Thanks as always for your kind words and good wishes.
Linnea
Linnea, birds of a feather, you and Lisa must be…what warm, wonderful, strong women you both are. Your words have helped me deal with Steve’s situation more than anything I’ve read. Lisa, you are my daughter’s age, I’m so sorry you are living this instead of the life you planned. You are so inspirational in your approach to treatment and life. Stand Strong, Ladies, and Take Care.
Hedy, I am glad to have met Lisa; only sorry about what has brought us together. What she has chosen to share is so very moving and important as well. I am sad she has this disease but admire her decision to be a good, strong voice for lung cancer.
Linnea
Dear Linnea, thank you for introducing me and us to Lisa!
Lisa, thank you for entering stage V, I’m in awe of your ability to write about what you are experiencing. I will be following you!
It was strange to read your young age, 37 years – that age seemed so distant to me, I was 37 when my son was born. And yet I was diagnosed stage IV when I was 39, now full speed heading for 43 in the beginning of next year. I wish and hope the same for you; to be able to keep on adding those months to years.
Strong hugs for you both!
Anja
Anja, Lisa is wonderful. And I saw your share on facebook and translated the swedish–it is true, we are all sisters 🙂
Good strong hugs back to you!
Linnea
Thank you for all these kind and helpful comments. It was so inclusive and smart of Linnea to post some of our stories for LC awareness month. Thank you Linnea! It’s been amazing to hear other people’s experiences, tips, thoughts. I tried a local support group for LC where I live, but it was far too broad. I was the only Stage IVer in the bunch and the only person under 65. This ability to connect directly with other people who have been given a similar prognosis and who are undergoing similar treatments is so much more helpful. It’s also been astounding to hear how many people were improperly initially diagnosed.
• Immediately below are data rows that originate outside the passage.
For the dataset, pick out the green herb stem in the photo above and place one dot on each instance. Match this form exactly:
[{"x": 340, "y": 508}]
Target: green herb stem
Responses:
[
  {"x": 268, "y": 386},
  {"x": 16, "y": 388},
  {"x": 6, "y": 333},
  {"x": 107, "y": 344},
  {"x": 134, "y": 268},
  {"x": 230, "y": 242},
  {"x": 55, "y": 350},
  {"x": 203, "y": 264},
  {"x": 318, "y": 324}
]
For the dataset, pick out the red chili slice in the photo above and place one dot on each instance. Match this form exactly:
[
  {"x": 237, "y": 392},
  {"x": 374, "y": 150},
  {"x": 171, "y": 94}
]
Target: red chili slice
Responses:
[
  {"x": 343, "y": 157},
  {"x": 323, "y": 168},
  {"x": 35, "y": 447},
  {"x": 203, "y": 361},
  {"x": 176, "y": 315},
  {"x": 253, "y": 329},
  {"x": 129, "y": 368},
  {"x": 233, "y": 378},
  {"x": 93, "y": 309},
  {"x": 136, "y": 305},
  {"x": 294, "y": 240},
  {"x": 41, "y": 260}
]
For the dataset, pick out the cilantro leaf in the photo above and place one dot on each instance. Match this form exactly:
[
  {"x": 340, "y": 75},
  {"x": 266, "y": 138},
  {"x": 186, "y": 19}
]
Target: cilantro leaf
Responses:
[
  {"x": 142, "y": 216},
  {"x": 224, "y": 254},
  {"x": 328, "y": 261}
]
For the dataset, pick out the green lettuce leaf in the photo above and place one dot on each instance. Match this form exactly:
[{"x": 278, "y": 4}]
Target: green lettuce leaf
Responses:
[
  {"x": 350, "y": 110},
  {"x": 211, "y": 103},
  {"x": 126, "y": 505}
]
Much love and courage. Lisa
Lisa, I encountered similar problems to your own when it came to local support. The internet has been a boon, as I’ve now come to know so many people in similar situations–from around the globe. When I am feeling lost, I think of all my friends who are facing the same difficulties, and I regain my resolve to persevere.
Thank you again for sharing your story, and much love and courage back!